I know people who like gambling from time-to-time. (I don’t know anyone who has anything like a gambling addiction—at least in so far as I am aware.) I am told by people who study these things that that the games you can play at a casino vary a great deal in terms of chance and skill. At the two ends of the spectrum are the roulette wheel and black jack. People who are skilled gamblers prefer a game like black jack to roulette because there is some skill involved with black jack. In fact, black jack is a game where your odds relative to the house’s odds are best. It’s not that they are ever as good as the house, mind you, which is why casinos make a great deal of money. Perhaps I should say “take” a great deal of money rather than make it. Roulette is pure chance. You put down a bet (of various kinds, like betting on black or red or a specific number). You drop the ball (or someone does) and round and round it goes, finally dropping down into a slot. You bet on red, and it drops in a red slot, and you win. It drops into black or green and you lose. (By the way, while most slots are red or black, there are a number of green slots which just goes to demonstrate to you that your odds don’t even get to the level of 50-50, which is what the red and black bets lull you into believing. The house is not stupid.)

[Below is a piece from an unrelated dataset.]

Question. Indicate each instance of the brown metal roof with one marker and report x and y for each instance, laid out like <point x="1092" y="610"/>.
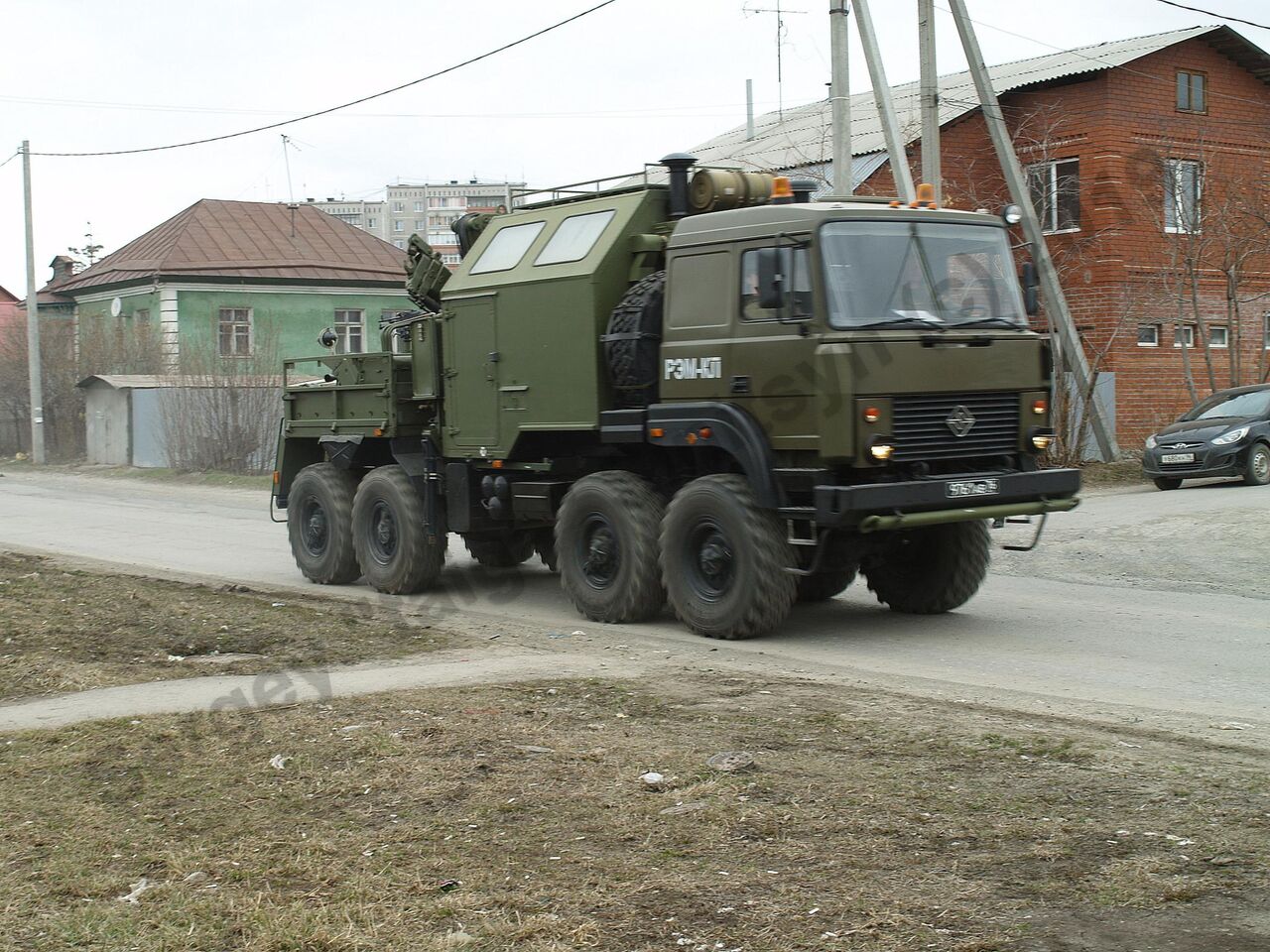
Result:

With roulette, you drop the ball and the ball is out of your hands. There is nothing you can adjust once you have placed your bet. You can’t up it, lower it, or get it back. You win or you lose. That’s what you can do. In contrast, black jack takes some skill. There are fairly well understood relative odds that change based on what cards you already have and what cards the dealer is showing. Disciplined black jack players know when the odds have moved against them (and do not bet more) and when the cards they can see suggest they should up their bet and either hold with the cards they have or take more. Good black jack players don’t go by feel, they understand the relative odds and where they have become most favorable, and they act on this.

How is this like relationships? People who are in the relationship market tend to be either playing black jack or roulette. People would be smarter to be playing black jack than roulette. Roulette people are letting things happen to them; they are sliding into relationships or situations and not making decisions. They are letting life happen to them rather than making the best decisions they can with the cards they have been dealt.

What’s the deal? Well, the deal is important. There is no illusion here (or in a casino) that everyone has equal odds of doing well. Some people have been dealt a worse hand than others. We can wish this were not true but, as they say, wishing does not make anything so. I would not go so far in calling this the luck of the draw, but that’s because I believe there is more meaning and purpose and order in our lives than it sometimes looks. But there are good hands and bad hands and in between hands. It’s worth thinking about what is in your hand. I’ll write more about this next time.

While some people do not have ideal options, I believe that everyone has choices. It may be most important of all for those with tougher hands to play as well as they can. Everyone can make decisions within the range of things that they control, and, within that range, the odds of doing well in life and love go up. That beats dumb luck. Dumb luck tends to be hard luck.

It’s your life. Give yourself a hand and don’t drop the ball.